Among RNA-containing PDB entries, ARTEM identified only 12 matches for the reference RNA i-motif instance at RMSD < 2.0 Å, all being all-cytidine matches at RMSD < 0.35 Å from the same PDB entry as the reference (Additional file 3: Fig. S6C). Thus, PDB entry 1I9K is the only entry containing an RNA i-motif, confirming that i-motifs are generally unfavorable in RNA structures. Among DNA-containing PDB entries, ARTEM identified 144 all-cytidine i-motif matches at RMSD < 1.0 Å, one match involving thymine-thymine base pairs at RMSD = 1.004 Å, and four matches involving adenosine-adenosine base pairs at RMSD = 1.24 Å (Additional file 3: Fig. S6B, D, E). Overall, ARTEM identified i-motif matches with RMSD under 2.0 Å in 18 PDB entries, 17 of which were also annotated as i-motif-containing by DSSR, while the remaining entry (PDB 1C11 [51]) was flagged by DSSR as containing a 10nt segment of an i-motif, below the tool’s 12nt size threshold.

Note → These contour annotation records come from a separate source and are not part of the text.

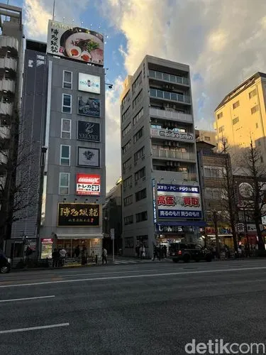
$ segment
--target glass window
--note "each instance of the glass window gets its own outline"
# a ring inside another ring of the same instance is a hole
[[[61,145],[60,165],[70,165],[70,146]]]
[[[62,119],[61,120],[61,138],[71,138],[71,120]]]
[[[72,89],[72,72],[63,71],[63,88]]]
[[[62,112],[71,114],[72,97],[68,94],[63,94],[62,101]]]
[[[59,195],[69,195],[70,175],[69,173],[60,173],[59,174]]]

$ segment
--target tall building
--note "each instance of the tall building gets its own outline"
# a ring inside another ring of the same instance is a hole
[[[38,183],[33,187],[35,213],[29,211],[23,235],[37,237],[41,258],[50,258],[55,246],[74,256],[77,246],[100,257],[106,195],[103,36],[50,21],[48,43],[26,45],[23,112],[31,133],[24,139],[37,152],[28,173],[36,173]]]
[[[189,67],[147,55],[121,97],[123,253],[199,236],[201,204]]]
[[[246,148],[250,139],[266,162],[266,74],[257,72],[229,92],[215,109],[218,148],[226,138],[231,148]]]

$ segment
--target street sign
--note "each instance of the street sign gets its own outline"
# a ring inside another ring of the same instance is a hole
[[[114,239],[114,228],[110,229],[110,236],[111,239]]]

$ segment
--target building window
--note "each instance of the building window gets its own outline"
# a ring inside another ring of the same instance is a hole
[[[126,171],[127,169],[131,168],[131,158],[128,159],[123,163],[123,170]]]
[[[134,134],[133,142],[134,143],[137,142],[143,136],[144,127],[141,127],[141,129],[138,131],[138,132]]]
[[[123,222],[125,226],[127,226],[128,224],[132,224],[133,223],[134,223],[134,216],[131,214],[131,216],[127,216],[126,217],[124,217]]]
[[[65,114],[71,114],[72,111],[72,95],[63,94],[62,97],[62,112]]]
[[[233,124],[235,124],[238,122],[239,122],[239,118],[238,117],[235,117],[235,119],[233,119]]]
[[[130,149],[131,146],[131,139],[128,141],[128,142],[126,143],[123,147],[122,147],[123,154],[125,154],[125,153],[126,153],[128,151],[128,149]]]
[[[143,116],[143,107],[133,117],[133,126],[135,125],[135,124],[142,118]]]
[[[239,101],[237,101],[236,102],[233,104],[233,109],[235,109],[239,106]]]
[[[135,181],[138,181],[138,180],[145,178],[145,167],[143,168],[142,169],[140,169],[139,170],[137,171],[137,173],[135,173]]]
[[[126,127],[126,129],[123,130],[122,131],[123,138],[128,134],[128,133],[130,131],[131,129],[131,122],[130,122]]]
[[[254,114],[257,111],[259,111],[259,105],[251,107],[251,114]]]
[[[123,187],[132,187],[132,175],[123,181]]]
[[[142,98],[143,98],[143,91],[141,89],[133,102],[132,106],[133,109],[138,104],[139,102],[140,102]]]
[[[63,88],[70,89],[72,88],[72,72],[63,70]]]
[[[257,90],[256,89],[254,89],[254,90],[250,91],[250,92],[248,94],[248,96],[250,97],[250,99],[252,99],[255,96],[257,95]]]
[[[143,212],[137,213],[135,214],[135,222],[136,223],[143,222],[143,221],[147,221],[147,219],[148,219],[147,211],[144,211]]]
[[[60,165],[70,165],[70,146],[60,146]]]
[[[223,117],[223,112],[220,112],[220,114],[218,114],[217,115],[217,119],[220,119]]]
[[[125,241],[125,248],[132,249],[134,248],[134,237],[133,236],[126,236],[124,239]]]
[[[133,195],[128,196],[123,199],[123,205],[128,206],[133,203]]]
[[[130,114],[131,106],[129,106],[128,109],[127,109],[127,110],[122,114],[122,124],[129,117]]]
[[[145,146],[142,147],[134,154],[134,163],[136,163],[139,159],[145,155]]]
[[[71,119],[61,119],[61,138],[71,139]]]
[[[146,189],[140,190],[140,191],[138,191],[135,194],[135,202],[140,201],[140,200],[145,199],[147,197],[147,191]]]
[[[59,174],[59,195],[69,195],[70,176],[69,173],[60,173]]]

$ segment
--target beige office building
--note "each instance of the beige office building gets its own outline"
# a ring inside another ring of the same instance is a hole
[[[215,110],[218,147],[226,138],[235,151],[246,148],[250,138],[266,163],[266,74],[257,72],[228,94]]]

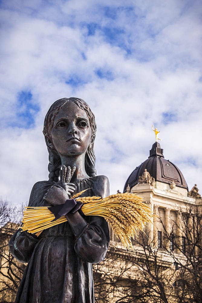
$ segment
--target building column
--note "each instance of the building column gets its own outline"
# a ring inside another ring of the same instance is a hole
[[[177,246],[179,246],[181,247],[182,244],[182,218],[180,214],[180,212],[177,211],[177,230],[176,230],[176,243]],[[177,248],[177,252],[178,253],[179,253],[180,252],[180,250]]]
[[[158,212],[158,206],[155,205],[154,205],[154,214],[158,217],[159,213]],[[157,217],[154,218],[154,228],[153,233],[153,239],[154,244],[156,246],[158,246],[158,220]]]
[[[171,224],[170,220],[170,213],[171,209],[166,208],[165,209],[165,226],[166,235],[165,238],[165,245],[167,248],[169,249],[170,247],[170,237],[171,231]]]

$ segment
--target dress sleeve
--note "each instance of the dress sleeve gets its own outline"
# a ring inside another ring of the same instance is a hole
[[[84,261],[99,263],[104,259],[109,243],[108,225],[101,217],[90,216],[88,225],[77,238],[74,246],[77,254]]]
[[[12,236],[9,242],[9,248],[12,255],[18,261],[27,263],[38,241],[36,236],[22,231],[19,228]]]
[[[43,206],[43,197],[47,190],[47,183],[37,182],[34,184],[31,192],[29,206]],[[39,240],[35,235],[22,231],[20,228],[12,236],[9,242],[11,252],[20,262],[27,263]]]

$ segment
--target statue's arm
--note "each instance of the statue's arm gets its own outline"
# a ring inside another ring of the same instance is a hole
[[[104,176],[95,177],[95,195],[105,198],[109,194],[108,178]],[[109,228],[101,217],[87,216],[86,221],[77,211],[67,215],[68,221],[76,237],[74,249],[81,259],[90,263],[98,263],[105,257],[109,243]]]

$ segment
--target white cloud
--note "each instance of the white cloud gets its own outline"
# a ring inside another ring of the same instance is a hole
[[[190,188],[196,183],[202,192],[199,2],[140,1],[135,6],[121,0],[57,5],[8,0],[2,5],[3,198],[25,202],[33,184],[47,179],[43,120],[55,100],[73,96],[85,100],[96,115],[96,168],[109,177],[112,193],[122,190],[148,156],[154,124],[165,158],[178,166]],[[88,36],[91,23],[98,25]],[[111,78],[99,77],[99,69]],[[79,85],[66,83],[72,78]],[[17,122],[21,91],[30,91],[40,107],[35,125],[5,128]],[[163,113],[173,120],[165,123]]]

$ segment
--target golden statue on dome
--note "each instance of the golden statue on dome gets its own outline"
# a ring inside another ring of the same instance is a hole
[[[158,138],[158,134],[160,132],[158,132],[157,128],[155,128],[155,129],[154,129],[154,125],[152,125],[152,129],[153,130],[155,133],[155,135],[156,135],[156,142],[158,142],[158,140],[161,140],[162,141],[161,139],[160,139],[160,138]]]

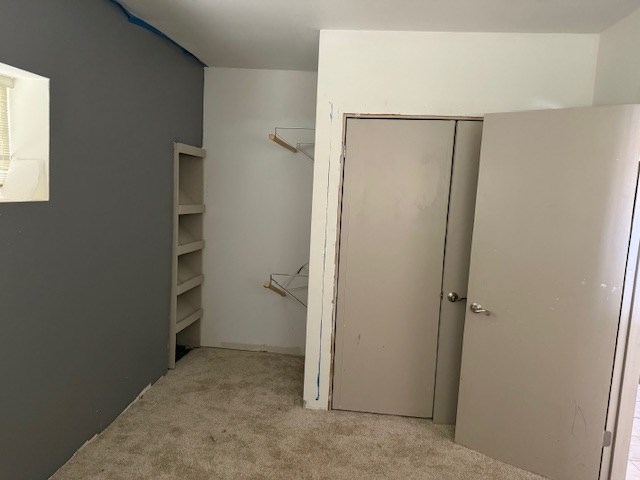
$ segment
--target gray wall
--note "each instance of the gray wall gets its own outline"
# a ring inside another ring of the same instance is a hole
[[[0,478],[47,478],[166,369],[172,142],[203,69],[107,0],[0,0],[51,78],[51,201],[0,205]]]

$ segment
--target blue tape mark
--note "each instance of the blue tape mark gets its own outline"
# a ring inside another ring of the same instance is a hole
[[[160,38],[164,38],[168,42],[170,42],[173,45],[175,45],[176,47],[178,47],[180,50],[182,50],[182,52],[185,55],[187,55],[188,57],[193,58],[196,62],[198,62],[203,67],[207,66],[202,60],[200,60],[198,57],[196,57],[193,53],[191,53],[189,50],[184,48],[178,42],[176,42],[172,38],[168,37],[166,34],[162,33],[160,30],[158,30],[153,25],[150,25],[149,23],[145,22],[140,17],[136,17],[133,13],[131,13],[129,10],[127,10],[127,8],[124,5],[122,5],[122,3],[120,3],[118,0],[109,0],[109,1],[118,6],[118,8],[122,11],[122,13],[124,13],[124,15],[127,17],[127,20],[129,20],[129,23],[132,23],[134,25],[137,25],[138,27],[142,27],[142,28],[144,28],[146,30],[149,30],[152,33],[155,33]]]

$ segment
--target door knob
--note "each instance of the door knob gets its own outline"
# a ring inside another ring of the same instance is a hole
[[[491,312],[486,308],[482,308],[482,305],[480,305],[479,303],[472,303],[469,306],[469,310],[471,310],[473,313],[484,313],[485,315],[491,315]]]
[[[466,299],[466,297],[460,298],[460,295],[458,295],[456,292],[447,293],[447,300],[449,300],[451,303],[462,302]]]

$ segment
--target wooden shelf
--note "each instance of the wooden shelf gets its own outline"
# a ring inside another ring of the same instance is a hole
[[[190,278],[189,280],[179,283],[178,287],[176,288],[176,294],[182,295],[184,292],[187,292],[192,288],[202,285],[202,282],[204,282],[204,275],[197,275],[193,278]]]
[[[205,156],[202,148],[174,144],[169,368],[175,366],[176,345],[200,346]]]
[[[178,323],[176,323],[176,333],[181,332],[182,330],[187,328],[189,325],[197,322],[201,318],[202,318],[202,309],[199,308],[198,310],[196,310],[192,314],[187,315],[183,319],[179,320]]]
[[[178,252],[178,256],[180,256],[186,253],[202,250],[203,248],[204,248],[204,240],[200,240],[197,242],[190,242],[190,243],[185,243],[183,245],[178,245],[178,248],[176,249],[176,251]]]
[[[178,214],[179,215],[193,215],[195,213],[204,213],[204,205],[179,205],[178,206]]]
[[[205,158],[207,151],[204,148],[194,147],[185,143],[176,143],[176,151],[180,154],[191,155],[192,157]]]

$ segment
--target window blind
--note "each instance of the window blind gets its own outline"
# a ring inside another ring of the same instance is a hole
[[[0,187],[4,185],[11,161],[11,137],[9,131],[9,89],[13,79],[0,75]]]

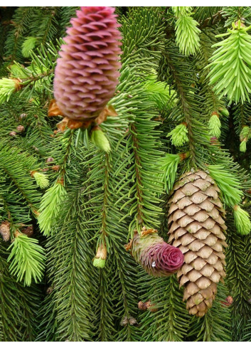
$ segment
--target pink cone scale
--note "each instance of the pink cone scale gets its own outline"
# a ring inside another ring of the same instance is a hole
[[[113,7],[80,9],[59,52],[54,95],[63,116],[84,121],[96,118],[114,94],[121,36]]]
[[[157,233],[135,234],[132,254],[147,273],[165,277],[175,273],[183,265],[184,256],[178,248],[167,244]]]

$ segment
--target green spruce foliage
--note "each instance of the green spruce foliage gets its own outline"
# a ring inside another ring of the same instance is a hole
[[[60,130],[48,110],[78,9],[0,8],[0,342],[250,342],[250,8],[116,7],[117,115]],[[144,226],[167,241],[175,181],[197,169],[228,245],[203,317],[125,247]]]

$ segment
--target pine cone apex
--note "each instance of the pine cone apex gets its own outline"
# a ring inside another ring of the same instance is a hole
[[[182,252],[167,244],[153,228],[134,235],[132,254],[146,272],[155,277],[171,275],[181,268],[184,260]]]

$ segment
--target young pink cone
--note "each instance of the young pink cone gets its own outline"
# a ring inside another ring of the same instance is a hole
[[[64,116],[84,121],[96,118],[114,94],[121,36],[113,7],[80,9],[59,52],[54,95]]]
[[[156,233],[135,234],[132,241],[132,254],[146,272],[154,277],[175,273],[184,261],[180,249],[167,244]]]

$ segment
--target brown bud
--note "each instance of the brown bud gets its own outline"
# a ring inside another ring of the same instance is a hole
[[[53,288],[52,286],[49,286],[46,290],[46,294],[50,295],[53,291]]]
[[[147,310],[146,302],[139,301],[138,303],[138,308],[140,310]]]
[[[16,130],[18,132],[23,132],[24,131],[24,127],[20,125],[19,126],[17,126]]]
[[[49,108],[48,110],[48,116],[49,117],[54,116],[63,116],[63,112],[58,107],[55,99],[52,99],[49,104]]]
[[[24,226],[20,230],[22,233],[26,234],[28,237],[31,237],[33,234],[33,226]]]
[[[10,226],[9,221],[3,221],[0,225],[0,234],[5,242],[7,242],[11,236]]]
[[[233,302],[233,299],[232,296],[228,296],[228,297],[225,299],[225,301],[220,301],[220,302],[224,305],[225,306],[229,307],[232,305]]]
[[[55,170],[55,172],[58,172],[58,171],[59,171],[59,169],[60,169],[60,165],[57,165],[57,166],[53,166],[53,167],[51,167],[51,169],[52,169],[53,170]]]
[[[133,317],[130,317],[129,318],[128,321],[129,321],[129,325],[132,325],[132,326],[136,326],[136,325],[138,325],[137,321]]]
[[[120,322],[120,325],[121,326],[127,326],[128,324],[128,318],[127,317],[124,317],[123,319],[122,319]]]
[[[97,253],[96,253],[96,258],[102,258],[102,260],[106,260],[107,256],[107,247],[104,244],[101,244],[100,246],[98,247]]]
[[[46,163],[50,163],[50,162],[53,162],[54,161],[55,161],[55,159],[53,159],[53,157],[48,157],[48,158],[46,159]]]
[[[27,114],[21,114],[19,116],[19,120],[23,120],[27,117]]]

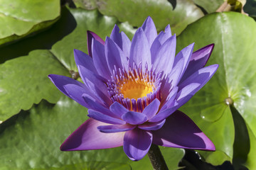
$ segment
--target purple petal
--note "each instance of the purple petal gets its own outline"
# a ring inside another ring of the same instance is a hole
[[[107,67],[104,45],[92,38],[92,60],[98,74],[107,79],[111,79]]]
[[[183,81],[193,73],[203,68],[206,65],[213,52],[213,47],[214,44],[210,44],[193,52],[188,67],[181,80],[181,82]]]
[[[171,93],[168,95],[166,99],[165,100],[165,102],[161,106],[160,111],[164,110],[171,106],[173,101],[177,95],[178,89],[178,88],[176,86],[171,91]]]
[[[135,128],[125,132],[124,151],[132,161],[142,159],[149,152],[152,143],[152,135],[147,131]]]
[[[125,57],[123,52],[119,47],[110,38],[107,37],[105,45],[105,55],[108,68],[112,72],[116,69],[123,68],[125,66],[128,69],[128,60]]]
[[[125,124],[125,125],[98,126],[97,128],[101,132],[112,133],[112,132],[120,132],[128,131],[130,130],[133,130],[135,128],[136,125]]]
[[[92,39],[95,39],[97,40],[100,43],[104,45],[105,42],[104,40],[99,37],[97,34],[95,33],[87,30],[87,49],[88,49],[88,55],[90,57],[92,57]]]
[[[122,104],[115,101],[110,107],[110,110],[113,114],[116,115],[117,118],[121,118],[122,115],[129,110],[124,108]]]
[[[72,84],[65,85],[63,86],[63,88],[72,99],[86,108],[90,106],[85,102],[82,96],[84,94],[92,97],[90,95],[90,93],[89,93],[88,91],[87,91],[85,88],[78,86],[77,84]]]
[[[131,40],[124,32],[119,33],[119,29],[117,25],[114,26],[111,33],[110,38],[121,48],[124,57],[128,58],[131,47]]]
[[[65,140],[60,150],[102,149],[122,146],[124,132],[102,133],[97,129],[107,125],[109,124],[89,118]]]
[[[172,89],[174,86],[177,86],[180,80],[180,75],[181,74],[183,64],[184,60],[181,59],[174,67],[171,73],[167,75],[164,84],[163,84],[163,86],[161,87],[161,91],[163,94],[163,98],[166,98],[170,92],[170,90]]]
[[[88,110],[88,116],[91,118],[97,120],[100,122],[114,124],[114,125],[124,125],[125,122],[117,118],[114,118],[102,113],[95,111],[94,110]]]
[[[142,26],[142,30],[145,33],[146,39],[149,41],[149,47],[153,43],[153,41],[157,36],[156,26],[154,23],[152,18],[150,16],[145,20]]]
[[[50,74],[48,77],[61,92],[85,107],[87,107],[87,105],[83,100],[82,100],[82,94],[87,94],[91,97],[95,98],[95,96],[87,89],[85,85],[78,81],[74,80],[73,79],[68,76],[55,74]],[[75,93],[77,94],[78,94],[79,96],[78,96],[78,95],[74,95],[77,97],[75,98],[73,95],[70,96],[70,93],[68,93],[66,89],[64,88],[64,86],[67,85],[73,86],[75,87],[75,90],[78,89],[78,91],[75,91]]]
[[[158,145],[215,150],[213,142],[192,120],[178,110],[166,119],[166,123],[161,129],[151,132],[153,143]]]
[[[87,54],[84,53],[82,51],[78,50],[74,50],[74,57],[75,63],[78,67],[78,66],[82,66],[87,69],[90,70],[92,72],[97,73],[96,69],[94,66],[92,58],[87,55]],[[82,72],[79,72],[80,75],[82,76]]]
[[[210,78],[213,76],[214,73],[217,71],[218,67],[218,64],[213,64],[198,70],[197,72],[194,72],[191,76],[190,76],[188,79],[184,80],[182,84],[178,85],[179,90],[192,83],[200,84],[200,89],[210,79]],[[195,91],[193,94],[196,92],[197,91]]]
[[[152,45],[150,47],[150,52],[151,54],[151,62],[154,63],[156,58],[157,52],[164,42],[167,40],[171,36],[171,32],[170,28],[170,25],[168,25],[166,27],[165,33],[161,31],[160,33],[157,35],[156,39],[154,40]]]
[[[109,116],[119,118],[119,117],[116,116],[116,115],[113,114],[106,106],[97,102],[92,100],[91,98],[88,97],[87,95],[82,95],[85,102],[87,105],[88,105],[88,108],[95,110],[96,111],[99,111],[101,113],[104,113],[104,114],[107,115]]]
[[[106,80],[82,66],[78,66],[78,70],[81,73],[80,76],[82,77],[82,81],[88,89],[93,91],[99,98],[101,98],[107,106],[110,106],[112,102],[107,92],[105,84]]]
[[[159,111],[153,118],[149,120],[149,122],[156,123],[166,119],[178,109],[177,106],[178,103],[176,103],[176,101],[174,100],[171,103],[171,105],[170,105],[170,108],[167,108],[165,110]]]
[[[166,36],[169,36],[169,37],[171,36],[171,30],[170,24],[168,24],[167,26],[166,26],[166,28],[164,29],[164,33],[166,34]]]
[[[183,49],[182,49],[181,51],[180,51],[178,53],[178,55],[176,56],[176,57],[174,59],[174,67],[175,67],[176,63],[178,63],[180,60],[182,60],[182,59],[183,60],[183,65],[182,67],[181,74],[180,74],[180,77],[178,79],[178,82],[181,80],[183,74],[184,74],[184,72],[188,65],[189,60],[192,55],[194,44],[195,43],[192,43],[192,44],[188,45],[187,47],[184,47]]]
[[[153,67],[157,72],[169,74],[173,67],[176,52],[176,35],[169,38],[159,48]]]
[[[175,99],[172,102],[169,102],[168,106],[164,106],[159,113],[151,119],[149,122],[158,122],[166,118],[191,99],[195,91],[198,91],[199,86],[200,84],[198,83],[191,83],[185,86],[175,96],[177,99]]]
[[[142,28],[136,31],[132,40],[129,60],[130,67],[132,67],[134,63],[138,67],[142,62],[143,69],[145,69],[146,64],[149,66],[151,64],[149,42]]]
[[[129,111],[122,115],[122,119],[131,125],[139,125],[146,122],[147,118],[144,114],[138,112]]]
[[[147,122],[142,125],[138,125],[138,128],[144,130],[156,130],[162,128],[165,122],[166,122],[165,119],[156,123]]]
[[[142,113],[146,115],[147,120],[149,120],[156,114],[159,106],[160,101],[156,98],[143,110]]]

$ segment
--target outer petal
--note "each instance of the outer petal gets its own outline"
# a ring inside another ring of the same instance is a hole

Across RNA- and DNA-containing PDB entries, ARTEM did not identify a single match for the parallel-pairing motif at RMSD < 1.0 Å. The closest match was found at RMSD = 1.679 Å and did not exhibit the parallel-pairing pattern characteristic of the reference motif (Additional file 3: Fig. S7D, E, F). Therefore, this search confirms the uniqueness of the parallel-pairing motif described in the CITE RNA from PEMV2 [32]. Additionally, we searched for the PEMV2 parallel-pairing motif in the saguaro cactus virus (SCV) CITE RNA structure, released after we constructed our search datasets (PDB entry 8T29 [52]). In this structure, the motif lacks one residue, causing ARTEM to identify only a seven-residue match at 1.19 Å RMSD (Additional file 3: Fig. S7G, H, I). These analyses demonstrate ARTEM’s unique suitability for identifying similarities between nucleic acid structural motifs, regardless of the nucleic acid type, size, interaction network, or backbone connectivity.